= Adelong Station =

Pastoral lease in Western Australia

Adelong or Adelong Station is a pastoral lease and sheep station located about 21 km west of Menzies and 86 km south west of Leonora in the Goldfields of Western Australia.

The station adjoins Goongarrie National Park, which was also once a station that was taken up in 1924 but that was never fully developed as it was too difficult to establish watering points. Adelong is currently owned and managed by the Menzies Aboriginal Corporation. Adelong is operating under the Crown Lease number CL186-1969 and has the Land Act number LA3114/801.

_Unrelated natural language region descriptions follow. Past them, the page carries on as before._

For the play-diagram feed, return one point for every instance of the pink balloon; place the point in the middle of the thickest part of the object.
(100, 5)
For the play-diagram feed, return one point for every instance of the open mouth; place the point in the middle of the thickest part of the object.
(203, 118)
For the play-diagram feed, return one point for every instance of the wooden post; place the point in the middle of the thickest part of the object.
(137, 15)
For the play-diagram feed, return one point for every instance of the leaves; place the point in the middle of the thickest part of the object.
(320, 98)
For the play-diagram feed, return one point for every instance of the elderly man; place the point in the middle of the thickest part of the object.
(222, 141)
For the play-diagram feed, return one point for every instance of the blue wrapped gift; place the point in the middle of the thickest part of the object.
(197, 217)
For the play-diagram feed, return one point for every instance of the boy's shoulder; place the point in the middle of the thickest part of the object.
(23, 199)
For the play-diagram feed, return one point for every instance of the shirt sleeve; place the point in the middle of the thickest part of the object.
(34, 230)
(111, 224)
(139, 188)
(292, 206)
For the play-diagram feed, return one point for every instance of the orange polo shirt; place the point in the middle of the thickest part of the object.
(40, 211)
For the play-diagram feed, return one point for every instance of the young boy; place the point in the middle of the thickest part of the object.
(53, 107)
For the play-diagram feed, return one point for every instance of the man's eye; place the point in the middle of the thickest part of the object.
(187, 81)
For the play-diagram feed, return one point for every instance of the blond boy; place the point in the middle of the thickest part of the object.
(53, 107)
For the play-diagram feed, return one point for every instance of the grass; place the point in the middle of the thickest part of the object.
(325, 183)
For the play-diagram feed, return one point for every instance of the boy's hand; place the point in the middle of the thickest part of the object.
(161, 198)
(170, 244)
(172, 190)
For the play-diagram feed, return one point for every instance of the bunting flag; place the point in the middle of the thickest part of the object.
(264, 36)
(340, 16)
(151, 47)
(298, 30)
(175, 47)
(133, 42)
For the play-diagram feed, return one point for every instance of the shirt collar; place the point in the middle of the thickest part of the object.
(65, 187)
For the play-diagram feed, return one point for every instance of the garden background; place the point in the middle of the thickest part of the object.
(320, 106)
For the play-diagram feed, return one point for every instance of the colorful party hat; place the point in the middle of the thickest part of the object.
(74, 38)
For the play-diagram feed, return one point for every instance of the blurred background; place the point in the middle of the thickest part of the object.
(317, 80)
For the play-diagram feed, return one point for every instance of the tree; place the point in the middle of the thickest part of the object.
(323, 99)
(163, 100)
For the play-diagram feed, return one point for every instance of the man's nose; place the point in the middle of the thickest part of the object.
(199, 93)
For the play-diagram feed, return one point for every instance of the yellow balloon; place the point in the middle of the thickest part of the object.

Lake Ballard is on the northern boundary of the station. The property has a mix of mulga, saltbush and bluebush as well as native grasses suitable for feed. The Adelong Dunes, a stable and vegetated dune system, lie to the south of the station.

The station occupied an area of 182000 acre in 1929 and had five wells, each with its own windmill attached. At the time, the property was only stocked with 200 head of cattle and 20 horses and it was sold for £7000 to Messrs. Camera and Maitland. The pair had previously owned two large properties in the Gascoyne, Eudamullah and Arthur River, which they had sold. They intended to convert Adelong to a sheep run.

Mr C. Bloxam owned the station in 1939 and bought 25 Bungaree blood rams for the property and made several small sales of wool in that year.

The station was put up for auction in 1940.

Charles Burrows took over Adelong in 1948, by which time its area was 225000 acre, but had been abandoned for some years. Burrows intended to stock the station with 400 cattle and 2000 sheep but had noted the abundance of artesian water available at the property.